Saadet Partisi Genel Başkanı Numan Kurtulmuş soruları cevapladı.

16 Yıl Önce Güncellendi

2010-08-18 18:27:00

Kongre ve süreç nereye gidecek?
Olaylı son kongredeki muhalif ekibin partiye kayyum atanmasına yönelik girişimleri sonucu siyasi hayatındaki en büyük üzüntüsünü yaşadığını belirten Kurtulmuş, bundan sonra SP’nin kapılarını geniş kitlelere açmayı hedeflediklerini belirtiyor.

“Aslolan insanı yaşatmaktır” diyen Kurtulmuş’a göre mevcut neo-liberal tezler insanı yaşatmıyor, öldürüyor. SP lideri; “Meksika’nın topraksız bırakılmış köylülerinin de, kot taşlama işçilerinin de, Tuzla’daki işçilerin de sorunları bizim sorunumuzdur” diyor.

Partinizdeki iç çatışmanın geldiği noktayı en yetkili ağızdan öğrenelim. Kesin olarak yeni bir kongre olmayacak artık, öyle değil mi?
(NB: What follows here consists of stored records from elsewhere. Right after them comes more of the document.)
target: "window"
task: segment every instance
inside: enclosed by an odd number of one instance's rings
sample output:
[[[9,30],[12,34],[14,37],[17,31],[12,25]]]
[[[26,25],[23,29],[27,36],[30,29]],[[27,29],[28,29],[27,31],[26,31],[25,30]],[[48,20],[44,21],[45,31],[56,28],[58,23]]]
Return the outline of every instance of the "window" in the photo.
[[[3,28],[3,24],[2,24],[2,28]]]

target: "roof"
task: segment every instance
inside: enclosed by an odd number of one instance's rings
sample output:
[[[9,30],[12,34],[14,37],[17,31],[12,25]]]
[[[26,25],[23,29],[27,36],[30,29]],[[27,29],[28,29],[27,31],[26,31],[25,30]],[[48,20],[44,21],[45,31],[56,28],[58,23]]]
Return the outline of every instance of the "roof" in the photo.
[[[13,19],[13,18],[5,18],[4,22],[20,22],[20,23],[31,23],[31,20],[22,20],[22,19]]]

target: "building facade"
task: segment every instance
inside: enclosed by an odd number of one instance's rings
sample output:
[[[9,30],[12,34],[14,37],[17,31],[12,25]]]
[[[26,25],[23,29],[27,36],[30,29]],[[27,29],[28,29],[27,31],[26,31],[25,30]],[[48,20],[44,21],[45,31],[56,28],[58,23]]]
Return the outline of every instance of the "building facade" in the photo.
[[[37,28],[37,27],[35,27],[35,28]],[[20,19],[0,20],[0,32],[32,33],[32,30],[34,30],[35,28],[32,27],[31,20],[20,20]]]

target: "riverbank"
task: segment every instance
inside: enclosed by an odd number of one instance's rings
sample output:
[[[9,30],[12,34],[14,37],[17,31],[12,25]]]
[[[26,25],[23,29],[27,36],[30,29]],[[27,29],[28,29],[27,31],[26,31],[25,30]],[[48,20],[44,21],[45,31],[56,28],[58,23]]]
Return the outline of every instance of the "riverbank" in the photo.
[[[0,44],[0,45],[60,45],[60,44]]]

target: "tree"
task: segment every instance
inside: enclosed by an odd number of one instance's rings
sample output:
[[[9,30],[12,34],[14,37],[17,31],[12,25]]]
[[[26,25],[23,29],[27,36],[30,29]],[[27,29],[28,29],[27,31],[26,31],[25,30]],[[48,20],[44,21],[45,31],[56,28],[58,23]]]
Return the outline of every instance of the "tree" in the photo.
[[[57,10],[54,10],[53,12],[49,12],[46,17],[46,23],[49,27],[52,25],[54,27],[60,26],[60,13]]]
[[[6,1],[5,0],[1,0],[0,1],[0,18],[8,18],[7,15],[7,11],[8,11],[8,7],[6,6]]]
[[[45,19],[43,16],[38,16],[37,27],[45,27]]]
Bir kongreyi geride bıraktık. Kongre sonrasındaki süreci tüm Türkiye izledi. Bu süreç içerisinde de bazı delege arkadaşlarımızdan imzalar toplandı. Toplanan imzaların sayısının 800 civarında olduğu ifade edildi ancak noter huzurunda yapılan sayımlarla, mükerrerlerle birlikte bunun aslında 650 civarında olduğu anlaşıldı. Ve bu arkadaşlarımızdan bir kısmı da imzalarını geri çektiler, yine noter kanalıyla. Ve böylece olağanüstü kongre talep eden delege sayısı yeter sayının altına düşmüş oldu. Ayrıca Nevşehir Kozaklı’da yaptığımız il başkanları toplantımızda bu konuyu istişare ettik. İl başkanlarımız kongremizi daha yeni yapmışken bir başka kongrenin yapılmasının doğru olmadığı kanaatini ifade ettiler. İmzaların geri çekilmesiyle birlikte Genel İdare Kurulu’muz da geçtiğimiz Cuma akşamı karar vererek olağanüstü kongre talebinin geçerli olmadığını ifade etti. Dolayısıyla olağanüstü bir kongre söz konusu değildir, Saadet Partisi bundan sonra vaktinde olağan kongresini yapacaktır.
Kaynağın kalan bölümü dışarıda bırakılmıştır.